Other unpleasant side effects can include dry mouth, blurred vision, urinary retention and constipation, depending on the doctor.
Stick to the newer drugs like Claritin, Allegra and Xyzal, he said,
“[These] they have been modified to be less likely to enter your brain and cause sedation,” he said. “They are much safer to use.”
Don’t waste your money on local honey
“There is a lot of bad information on the internet about what you should do for a cough and cold,” he said. “The classic is, ‘Does local honey treat allergies?’”
“It’s a myth,” Rubin warned. “It’s the idea that if you eat local honey, you get some pollen and it can help with your allergies.”
Not really, he said.
“The pollen you get is very small and inconsistent; most of the time it is not the type of pollen that people are allergic to.”
Sleep is a powerful drug.
“People with severe allergies don’t sleep as well, and lack of sleep is linked to many health problems,” he said.

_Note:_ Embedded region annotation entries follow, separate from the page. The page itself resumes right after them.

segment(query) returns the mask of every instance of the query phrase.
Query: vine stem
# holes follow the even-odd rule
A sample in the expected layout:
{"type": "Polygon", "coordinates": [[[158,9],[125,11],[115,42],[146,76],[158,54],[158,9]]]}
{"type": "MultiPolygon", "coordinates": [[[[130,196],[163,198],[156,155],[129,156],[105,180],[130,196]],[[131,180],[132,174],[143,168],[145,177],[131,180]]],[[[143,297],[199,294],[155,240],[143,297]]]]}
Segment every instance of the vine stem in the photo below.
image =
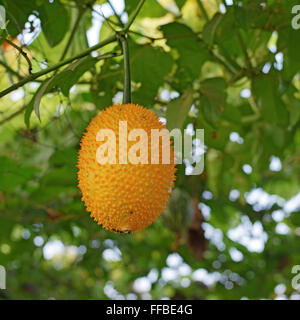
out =
{"type": "Polygon", "coordinates": [[[123,91],[123,104],[131,103],[131,77],[130,77],[130,60],[129,48],[126,34],[120,35],[120,43],[124,57],[124,91],[123,91]]]}
{"type": "Polygon", "coordinates": [[[61,62],[55,64],[55,65],[52,66],[52,67],[49,67],[49,68],[47,68],[47,69],[41,70],[41,71],[36,72],[36,73],[33,73],[33,74],[31,74],[30,76],[22,79],[22,80],[19,81],[18,83],[16,83],[16,84],[10,86],[9,88],[1,91],[1,92],[0,92],[0,98],[6,96],[7,94],[9,94],[9,93],[12,92],[12,91],[14,91],[14,90],[16,90],[16,89],[24,86],[24,85],[25,85],[26,83],[28,83],[28,82],[34,81],[35,79],[37,79],[37,78],[39,78],[39,77],[41,77],[41,76],[44,76],[44,75],[48,74],[49,72],[55,71],[55,70],[59,69],[60,67],[63,67],[63,66],[65,66],[66,64],[69,64],[69,63],[73,62],[74,60],[83,58],[83,57],[89,55],[91,52],[93,52],[93,51],[95,51],[95,50],[98,50],[99,48],[102,48],[102,47],[106,46],[107,44],[109,44],[109,43],[111,43],[111,42],[114,42],[114,41],[116,41],[116,40],[117,40],[117,36],[116,36],[116,35],[113,35],[113,36],[111,36],[111,37],[109,37],[109,38],[107,38],[107,39],[99,42],[99,43],[96,44],[95,46],[88,48],[87,50],[81,52],[81,53],[78,54],[78,55],[75,55],[75,56],[73,56],[73,57],[71,57],[71,58],[68,58],[68,59],[66,59],[66,60],[64,60],[64,61],[61,61],[61,62]]]}
{"type": "Polygon", "coordinates": [[[139,2],[139,4],[137,5],[135,11],[133,12],[132,16],[128,19],[128,22],[126,23],[126,25],[125,25],[125,27],[124,27],[124,29],[123,29],[123,32],[124,32],[124,33],[126,33],[126,32],[129,30],[129,28],[130,28],[131,25],[133,24],[136,16],[139,14],[139,12],[140,12],[140,10],[141,10],[141,8],[142,8],[142,6],[143,6],[144,3],[145,3],[145,0],[141,0],[141,1],[139,2]]]}

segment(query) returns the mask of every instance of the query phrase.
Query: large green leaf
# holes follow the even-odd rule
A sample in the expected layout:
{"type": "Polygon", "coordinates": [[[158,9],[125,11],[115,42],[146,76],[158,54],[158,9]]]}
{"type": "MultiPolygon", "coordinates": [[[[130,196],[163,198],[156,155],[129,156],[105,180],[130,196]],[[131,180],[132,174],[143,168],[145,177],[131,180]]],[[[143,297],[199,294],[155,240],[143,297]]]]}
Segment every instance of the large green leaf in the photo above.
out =
{"type": "Polygon", "coordinates": [[[55,47],[64,39],[69,30],[69,12],[60,0],[52,3],[43,2],[38,11],[46,39],[51,47],[55,47]]]}
{"type": "Polygon", "coordinates": [[[149,45],[131,45],[130,52],[132,80],[140,84],[139,89],[133,92],[133,101],[144,106],[151,105],[159,87],[171,71],[172,56],[149,45]]]}
{"type": "Polygon", "coordinates": [[[215,125],[226,105],[226,81],[223,78],[211,78],[201,82],[200,103],[203,115],[210,124],[215,125]]]}
{"type": "Polygon", "coordinates": [[[172,100],[167,107],[167,128],[182,129],[184,120],[193,104],[192,89],[186,90],[179,98],[172,100]]]}
{"type": "Polygon", "coordinates": [[[197,78],[203,63],[210,58],[200,39],[193,35],[189,27],[177,22],[163,25],[161,30],[167,38],[167,44],[179,53],[178,67],[184,71],[183,76],[191,80],[197,78]]]}

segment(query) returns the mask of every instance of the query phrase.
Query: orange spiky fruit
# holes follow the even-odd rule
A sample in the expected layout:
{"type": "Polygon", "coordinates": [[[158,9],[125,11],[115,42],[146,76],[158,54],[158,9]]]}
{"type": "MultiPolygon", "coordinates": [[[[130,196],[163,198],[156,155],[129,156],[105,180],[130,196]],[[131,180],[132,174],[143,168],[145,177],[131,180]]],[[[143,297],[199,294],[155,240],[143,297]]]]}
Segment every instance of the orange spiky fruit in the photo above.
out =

Rinse your sinuses before bed to help you sleep, and talk to your doctor about the best medications to take, he said.
Be kind to the person next to you, they might be hurting
“When people have significant allergy symptoms, they can have severe sinus pain and pressure that feels like migraines,” he said.
“It affects people’s quality of life, their ability to sleep, their mood, whether they can go to work. Hopefully people can see that and empathize.”